Итак, вот что мне доподлинно известно об этом спор­ном вопросе. Смею надеяться, отныне он перестанет быть таковым. Не буду вдаваться в общие рассуждения, ибо при нынешнем состоянии гоголевских штудий в том нет ни малейшей надобности.

Скажу без дальних слов, что жена Николая Василье­вича собственно женщиною не была, как не была и чело­веческим существом, да и вообще живым существом ~ животным или растением (хотя кое-кто намекал и на та­кое). Она была попросту куклой. Да-да, куклой. Этим объясняется совершенная растерянность, а в отдельных случаях и негодование иных биографов Автора, также его близких друзей. Нередко сетовали они, что, посещая дом сего великого мужа, ни разу не видали его супруги, более того — «не слыхивали и голоса ея». И пошли отсюда не разбери какие темные, немыслимые, а то и вовсе гнусные догадки. Помилуйте, господа, все куда проще, чем вы по­лагаете: вы не слышали ее голоса лишь потому, что она не могла говорить. Вернее, не могла, увидим мы чуть позже, при известных обстоятельствах, сиречь ни при каких об­стоятельствах, кроме одного-единственного, когда была с глазу на глаз с Николаем Васильевичем. Оставим же пус­тые споры и обратимся к возможно более точному и пол­ному описанию означенного существа или предмета.

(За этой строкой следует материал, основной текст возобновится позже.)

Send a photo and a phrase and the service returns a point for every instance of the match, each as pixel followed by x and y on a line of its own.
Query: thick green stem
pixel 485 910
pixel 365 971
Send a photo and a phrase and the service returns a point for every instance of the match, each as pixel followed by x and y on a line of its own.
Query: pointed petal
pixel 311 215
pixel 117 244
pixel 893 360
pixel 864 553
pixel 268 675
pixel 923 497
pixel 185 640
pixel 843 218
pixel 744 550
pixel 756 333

Так называемая жена Гоголя представляла собой обык­новенную куклу из толстой резины телесного цвета (или, как еще говорят, цвета человеческой кожи) и оставалась голою в любое время года. Женская кожа бывает разного оттенка, поэтому уточню: ее кожа была довольно светлая и гладкая, какая встречается у некоторых брюнеток. Нет надобности добавлять, что она (то бишь кукла) принад­лежала к женскому полу. Следует сразу оговориться, что кукла была крайне переменчива в своих внешних призна­ках. Однако не настолько, чтобы менять и самый пол. Она могла вдруг предстать худой, тощегрудой и узкобедрой, похожей более на нежного юношу, чем на женщину. Иной же раз становилась непомерно пышной, если не сказать тучной. А еще меняла цвет волос на голове и на теле — то вместе, то порознь. Или какие-нибудь мелочи: например, расположение родинок, яркость слизистой оболочки и прочее. Порою изменялся даже цвет ее кожи. Невольно за­даешься вопросом: так какой она была на самом деле и уме­стно ли говорить о ней как о едином существе? Впрочем, строить разного рода предположения на сей счет, — убедим­ся мы впоследствии — было бы весьма неосторожно.

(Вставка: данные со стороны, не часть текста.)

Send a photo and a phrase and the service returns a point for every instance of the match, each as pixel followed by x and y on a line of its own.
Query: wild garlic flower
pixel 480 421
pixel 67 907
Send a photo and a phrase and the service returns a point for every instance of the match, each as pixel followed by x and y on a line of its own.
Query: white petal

Все эти превращения происходили, как читатель на­верняка уже догадался, исключительно по желанию са­мого Николая Васильевича. Он надувал куклу или, на­оборот, выпускал из нее воздух, менял ей парик и дру­гую растительность, натирал всевозможными мазями и разрисовывал помадами, получая приблизительно тот тип женщины, который в данную минуту более всего ему подходил. Бывало, следуя замысловатым извивам своей фантазии, он придавал ей уродливо-комичные формы. Надутая сверх меры, кукла дефор­мировалась, если пребывала в таком виде весь день. Гоголь довольно быстро уставал от подобных опытов, кои в глубине находил «малопочтительными» по от­ношению к супруге, ибо по-своему (неисповедимым для нас образом) любил ее. Спрашивается, какое имен­но из этих воплощений он любил? Увы, как я и упреж­дал, наше изыскание дает лишь предположительный ответ на этот вопрос. Ведь я сам недавно заключил, что Николай Васильевич распоряжался этой женщиной по собственному усмотрению! В определенном смысле, пожалуй, так оно и было, однако надобно заметить, что вскоре из рабы она превратилась во владычицу его. Вот тогда-то под ногами писателя и разверзлась бездна преисподней. Впрочем, обо всем по порядку.

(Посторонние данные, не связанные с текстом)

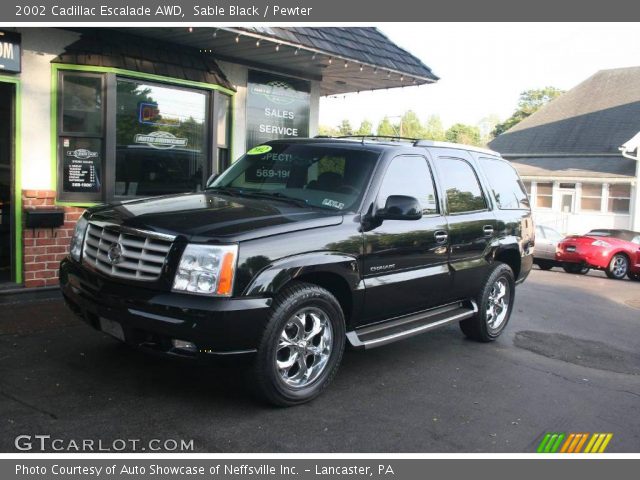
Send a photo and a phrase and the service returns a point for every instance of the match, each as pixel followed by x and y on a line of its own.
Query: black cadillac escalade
pixel 301 247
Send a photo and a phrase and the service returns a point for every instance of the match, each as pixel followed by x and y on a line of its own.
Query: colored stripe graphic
pixel 555 442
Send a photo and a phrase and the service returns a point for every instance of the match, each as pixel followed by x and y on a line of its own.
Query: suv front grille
pixel 135 255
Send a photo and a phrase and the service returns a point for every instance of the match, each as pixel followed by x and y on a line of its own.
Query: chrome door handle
pixel 488 230
pixel 441 236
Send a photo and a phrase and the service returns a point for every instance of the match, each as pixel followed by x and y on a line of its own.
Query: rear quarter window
pixel 507 187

Ранее я сказывал, что после известных усилий Гоголь получал приблизительно тот тип женщины, который уст­раивал его в данный момент. Коли созданная им форма нежданно-негаданно обретала вожделенную прелесть, Ни­колай Васильевич начинал испытывать к ней «исключи­тельное» (по его словам) влечение. И тогда не менял ее облика в течение некоторого времени — до тех пор, пока любовный порыв не сменялся пресыщением и отвраще­нием. Подобная необузданная страсть или, иначе говоря, любовный угар, овладевали великим писателем всего раза три-четыре за всю его, с позволения сказать, суп­ружескую жизнь. Поспешу сообщить, что, спустя не­сколько лет после события, кое можно именовать же­нитьбой, Гоголь придумал супруге имя, окрестив ее Каракас — так, если только не ошибаюсь, называется столица Венесуэлы. Мотивы столь загадочного выбора навсегда остались для меня нераскрытыми. Ничего не поделаешь: таковы прихоти высоких умов.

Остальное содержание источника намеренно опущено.